Can you truly restrict the definition of “journalist” to a specific group of people? Google describes a journalist as “a person who writes for newspapers or magazines or prepares news to be broadcast on radio or television.” However, in the age of technology, much of journalism has moved online, both in the form of professional online publications and amateur blogs. So how can we really decide where the line is? Many bloggers are serious about their work, while several “professional” journalists have proved to be frauds. Does this mean that the fraudulent writers are more credible than the serious amateurs?
The government has been working to more closely define the true meaning of journalism. This means that anyone who does not meet their specific credentials would not have the same rights as one who does. For example, in Lake Oswego in Oregon, real media is being defined as “‘institutionalized,’ ‘well-established’ and producing at least 25 percent news content” according to this article from the Oregonian. Citizen journalists, bloggers and any journalist who works for a publication that produces less than 25 percent of content will be shut out from city council meetings and other closed gatherings. This definition dismisses serious journalists as simple, insignificant bloggers who are not worthy of covering this kind of news.
The city council argues that, if our society continues to expand its definition of journalism, then anyone could be considered a journalist. The meetings would practically become open if they were to allow anyone in. While their argument is logical, it’s hard to see why anyone who isn’t serious about journalism would attend one of these meetings. It certainly doesn’t seem like the sort of event one goes to for a night full of entertainment.
The proposed media policy states that “media representatives would be allowed to attend executive sessions if they provide evidence that includes ‘proof satisfactory to the City Council that the person is gathering news,’ along with a press badge, a recently published news article with their byline or an editor’s note on letterhead.” However, according to the Oregonian, the council meetings are often called at the last minute, meaning it would be hard for anyone, professional or otherwise, to scramble to get their credentials in order. It would seem that, with such strict rules, the council is trying to block everyone out of their meetings. It would perhaps be simpler and more just if the council were to allow admittance on a first-come-first-serve basis. If they let in the first five or ten people who wanted to report on the meeting, they would not need to focus so much on defining something that is so clearly situated in a grey area.
Senators in California are working to define “real journalism” as well. They have decided to leave out nonsalaried reporters and WikiLeaks employees. This means that even freelance journalists who have done professional work would be left out. Those who do not fit this strict definition would not be protected under the shield law, which protects the confidentiality of both the reporters and their sources. Given this information, WikiLeaks reporters and their sources would be susceptible to court orders and severe punishment for simply doing their jobs.

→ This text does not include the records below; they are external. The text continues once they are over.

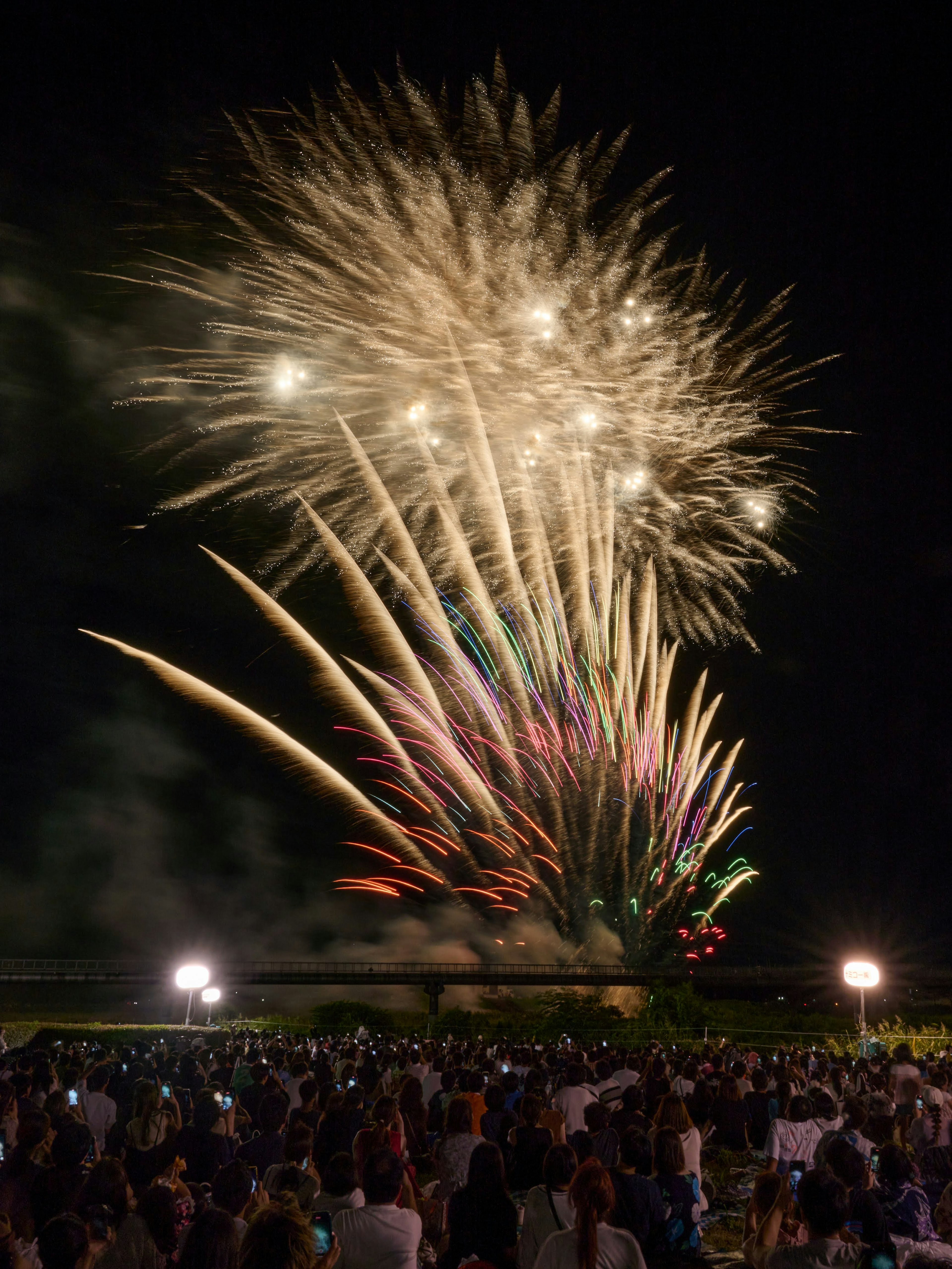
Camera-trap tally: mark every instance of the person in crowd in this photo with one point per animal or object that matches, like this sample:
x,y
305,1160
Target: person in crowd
x,y
684,1083
826,1115
211,1243
739,1070
598,1141
498,1122
413,1112
107,1196
55,1190
903,1200
64,1244
824,1206
700,1102
931,1126
270,1148
454,1149
388,1132
573,1098
98,1110
234,1192
638,1200
20,1172
904,1068
730,1117
609,1089
655,1086
299,1074
281,1238
866,1216
482,1216
851,1131
793,1138
673,1113
204,1149
529,1144
681,1195
339,1187
158,1207
629,1111
758,1102
380,1235
591,1241
306,1111
148,1131
296,1177
475,1083
548,1207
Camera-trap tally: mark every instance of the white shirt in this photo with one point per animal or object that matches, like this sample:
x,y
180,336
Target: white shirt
x,y
572,1103
537,1223
787,1141
99,1113
378,1237
617,1249
294,1091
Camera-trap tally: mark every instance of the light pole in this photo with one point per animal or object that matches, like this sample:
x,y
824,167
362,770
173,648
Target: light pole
x,y
210,995
861,974
190,979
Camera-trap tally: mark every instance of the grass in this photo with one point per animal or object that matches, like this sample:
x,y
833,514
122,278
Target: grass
x,y
727,1235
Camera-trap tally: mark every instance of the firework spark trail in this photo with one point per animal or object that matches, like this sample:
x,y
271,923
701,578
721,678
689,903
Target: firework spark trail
x,y
515,763
446,286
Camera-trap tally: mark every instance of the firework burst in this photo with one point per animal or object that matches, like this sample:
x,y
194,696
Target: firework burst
x,y
445,284
517,754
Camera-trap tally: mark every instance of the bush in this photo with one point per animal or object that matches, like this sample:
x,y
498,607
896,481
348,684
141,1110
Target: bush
x,y
345,1017
108,1035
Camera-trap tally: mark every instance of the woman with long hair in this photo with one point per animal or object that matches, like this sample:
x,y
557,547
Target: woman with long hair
x,y
530,1144
730,1117
673,1113
483,1219
387,1134
414,1116
592,1243
681,1195
548,1207
205,1150
151,1125
454,1149
629,1113
903,1200
931,1126
211,1243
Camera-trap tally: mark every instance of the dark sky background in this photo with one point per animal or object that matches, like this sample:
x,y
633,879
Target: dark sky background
x,y
808,149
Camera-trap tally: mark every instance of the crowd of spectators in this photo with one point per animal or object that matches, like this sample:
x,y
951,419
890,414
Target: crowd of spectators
x,y
281,1151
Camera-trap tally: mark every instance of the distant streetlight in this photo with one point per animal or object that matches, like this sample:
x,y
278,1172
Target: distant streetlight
x,y
190,979
861,974
210,995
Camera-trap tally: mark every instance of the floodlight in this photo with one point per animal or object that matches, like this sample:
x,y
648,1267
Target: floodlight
x,y
861,974
192,976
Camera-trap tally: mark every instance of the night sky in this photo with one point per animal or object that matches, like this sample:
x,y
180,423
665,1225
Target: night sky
x,y
806,151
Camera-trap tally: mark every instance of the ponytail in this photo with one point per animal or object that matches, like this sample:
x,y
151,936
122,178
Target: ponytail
x,y
592,1195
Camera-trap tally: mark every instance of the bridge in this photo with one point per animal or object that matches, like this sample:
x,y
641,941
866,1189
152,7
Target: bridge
x,y
435,978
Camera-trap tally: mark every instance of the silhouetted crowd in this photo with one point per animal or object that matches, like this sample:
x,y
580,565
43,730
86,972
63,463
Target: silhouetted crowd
x,y
278,1151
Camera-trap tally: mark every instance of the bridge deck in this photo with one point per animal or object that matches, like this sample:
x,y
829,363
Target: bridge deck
x,y
383,974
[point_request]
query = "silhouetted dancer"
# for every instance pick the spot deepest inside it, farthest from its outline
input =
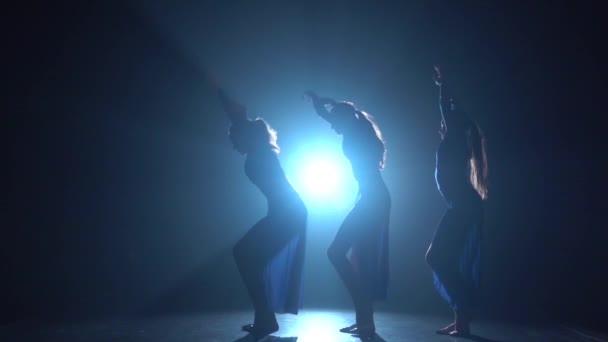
(460, 173)
(365, 230)
(270, 256)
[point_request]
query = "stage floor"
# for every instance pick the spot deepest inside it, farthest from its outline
(308, 326)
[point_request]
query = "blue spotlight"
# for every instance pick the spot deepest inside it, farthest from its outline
(323, 177)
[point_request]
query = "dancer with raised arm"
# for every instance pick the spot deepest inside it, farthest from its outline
(270, 256)
(461, 176)
(365, 230)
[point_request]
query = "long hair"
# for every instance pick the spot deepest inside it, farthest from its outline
(255, 134)
(368, 120)
(478, 163)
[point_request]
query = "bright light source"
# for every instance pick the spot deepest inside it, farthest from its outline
(323, 178)
(320, 177)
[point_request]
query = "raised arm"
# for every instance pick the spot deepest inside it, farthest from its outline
(319, 103)
(447, 105)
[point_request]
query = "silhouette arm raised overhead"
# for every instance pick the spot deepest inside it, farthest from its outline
(320, 104)
(447, 105)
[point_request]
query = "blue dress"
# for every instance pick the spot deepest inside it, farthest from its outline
(286, 211)
(457, 240)
(371, 213)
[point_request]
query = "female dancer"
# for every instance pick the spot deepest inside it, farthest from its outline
(365, 229)
(460, 173)
(270, 256)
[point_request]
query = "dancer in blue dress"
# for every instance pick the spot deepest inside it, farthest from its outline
(365, 230)
(270, 256)
(460, 173)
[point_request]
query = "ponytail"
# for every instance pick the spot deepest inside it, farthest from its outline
(374, 130)
(478, 162)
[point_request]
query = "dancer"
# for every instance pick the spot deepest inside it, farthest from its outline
(270, 256)
(365, 230)
(461, 176)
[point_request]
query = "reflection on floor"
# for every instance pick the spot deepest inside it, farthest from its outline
(308, 326)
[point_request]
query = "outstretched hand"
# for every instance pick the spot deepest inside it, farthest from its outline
(437, 75)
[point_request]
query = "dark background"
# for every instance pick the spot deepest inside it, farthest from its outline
(122, 194)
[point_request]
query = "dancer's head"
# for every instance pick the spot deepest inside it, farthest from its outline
(251, 135)
(478, 163)
(347, 118)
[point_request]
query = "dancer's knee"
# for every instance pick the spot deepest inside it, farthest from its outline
(239, 252)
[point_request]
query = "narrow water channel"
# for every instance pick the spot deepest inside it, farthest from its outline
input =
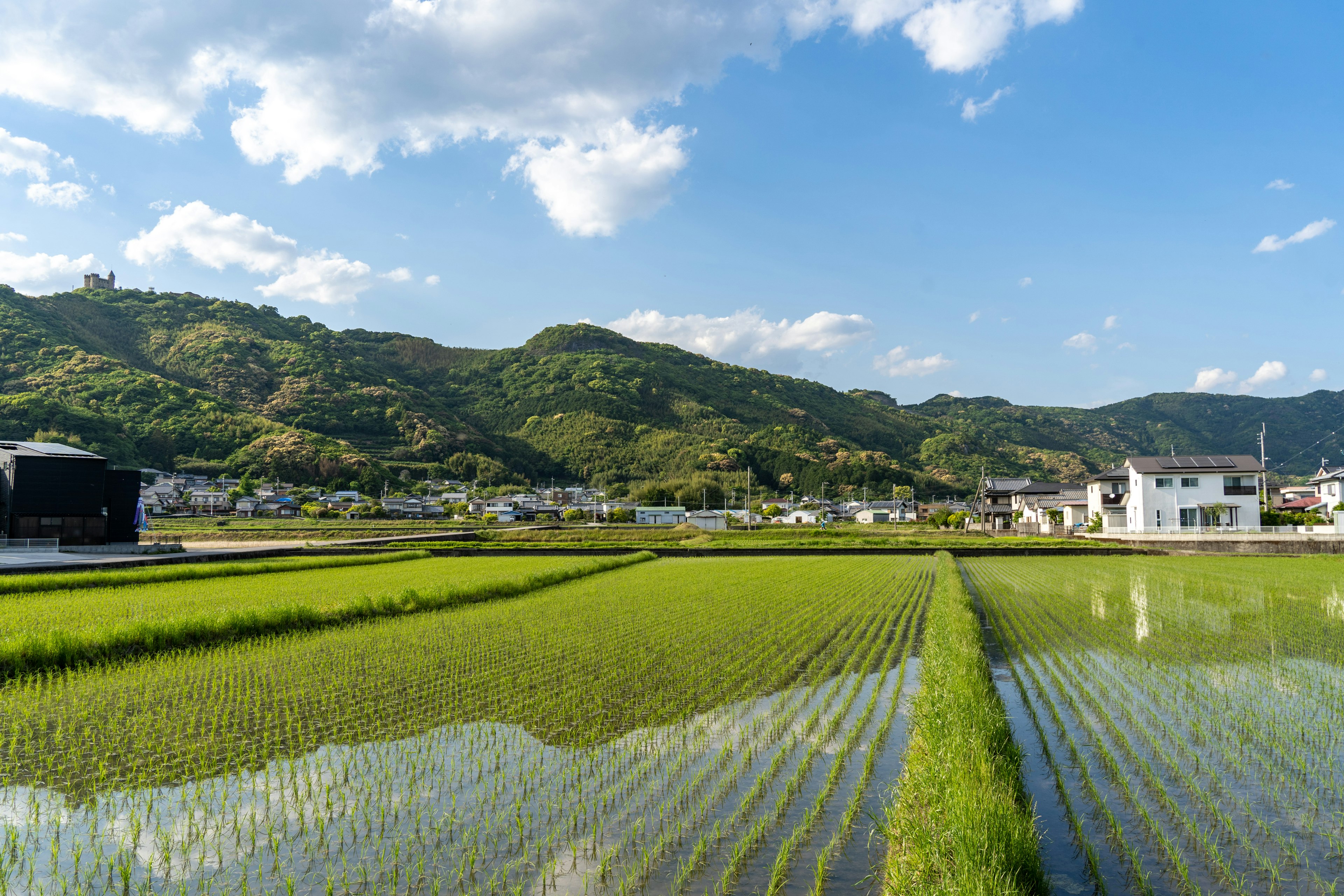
(1064, 859)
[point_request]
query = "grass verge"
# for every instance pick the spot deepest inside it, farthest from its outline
(61, 649)
(179, 572)
(961, 821)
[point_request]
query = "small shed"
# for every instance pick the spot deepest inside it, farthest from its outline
(660, 516)
(800, 516)
(712, 520)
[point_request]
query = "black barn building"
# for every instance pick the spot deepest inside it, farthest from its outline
(51, 491)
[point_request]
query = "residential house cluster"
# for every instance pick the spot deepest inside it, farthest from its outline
(1178, 492)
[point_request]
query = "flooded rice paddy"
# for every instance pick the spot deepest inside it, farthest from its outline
(1190, 713)
(679, 727)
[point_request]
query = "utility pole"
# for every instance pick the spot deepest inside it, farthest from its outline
(1264, 472)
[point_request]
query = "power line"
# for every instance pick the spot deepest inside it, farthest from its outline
(1310, 448)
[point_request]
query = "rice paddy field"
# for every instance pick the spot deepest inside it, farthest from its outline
(667, 727)
(1190, 711)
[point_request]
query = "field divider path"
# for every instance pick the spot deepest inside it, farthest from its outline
(30, 583)
(61, 649)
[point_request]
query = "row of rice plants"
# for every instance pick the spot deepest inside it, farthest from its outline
(140, 620)
(576, 738)
(967, 825)
(27, 583)
(1202, 707)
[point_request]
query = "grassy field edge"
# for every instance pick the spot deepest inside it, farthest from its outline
(961, 821)
(182, 572)
(62, 649)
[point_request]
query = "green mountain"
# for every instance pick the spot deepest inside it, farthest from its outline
(178, 379)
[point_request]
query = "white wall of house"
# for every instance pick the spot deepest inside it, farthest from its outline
(1175, 498)
(1076, 515)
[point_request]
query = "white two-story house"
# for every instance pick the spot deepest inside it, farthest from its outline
(1330, 488)
(1178, 493)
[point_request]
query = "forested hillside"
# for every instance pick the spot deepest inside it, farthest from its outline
(175, 381)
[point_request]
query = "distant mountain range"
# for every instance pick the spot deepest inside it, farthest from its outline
(181, 381)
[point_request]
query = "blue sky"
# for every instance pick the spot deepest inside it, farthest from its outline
(803, 189)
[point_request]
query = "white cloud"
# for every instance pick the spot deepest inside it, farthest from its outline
(336, 85)
(1273, 244)
(42, 268)
(217, 241)
(1210, 378)
(747, 335)
(590, 189)
(1084, 342)
(1268, 373)
(959, 35)
(323, 277)
(214, 240)
(62, 195)
(897, 363)
(971, 109)
(27, 156)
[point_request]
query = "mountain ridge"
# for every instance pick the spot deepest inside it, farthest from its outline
(150, 378)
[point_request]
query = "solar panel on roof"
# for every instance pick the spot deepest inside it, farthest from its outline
(1203, 461)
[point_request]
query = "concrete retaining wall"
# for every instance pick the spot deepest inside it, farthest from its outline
(1242, 543)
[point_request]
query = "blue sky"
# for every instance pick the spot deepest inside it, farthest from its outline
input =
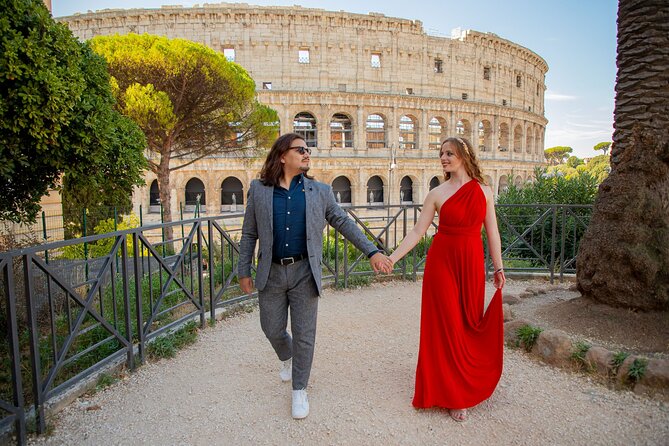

Whistle-blowing is one of the most important features of journalism, and by denying protection to those who want to expose wrongdoings in government, the rest of the nation would remain ignorant to serious problems happening in their own country. The government would continue to become more powerful.
Another issue is that news itself can hardly be easily defined. What counts as news? The definition seems arbitrary, and the government is going to great lengths to narrow it down to a precise meaning. The government should not be putting restrictions on journalism or trying to control those who practice it. The point of journalism is to keep the government in check, but how can that be possible if they are shutting everyone out? As the definition becomes stricter, the government gains more power; this is dangerous. Without journalists to keep politicians in line, who will?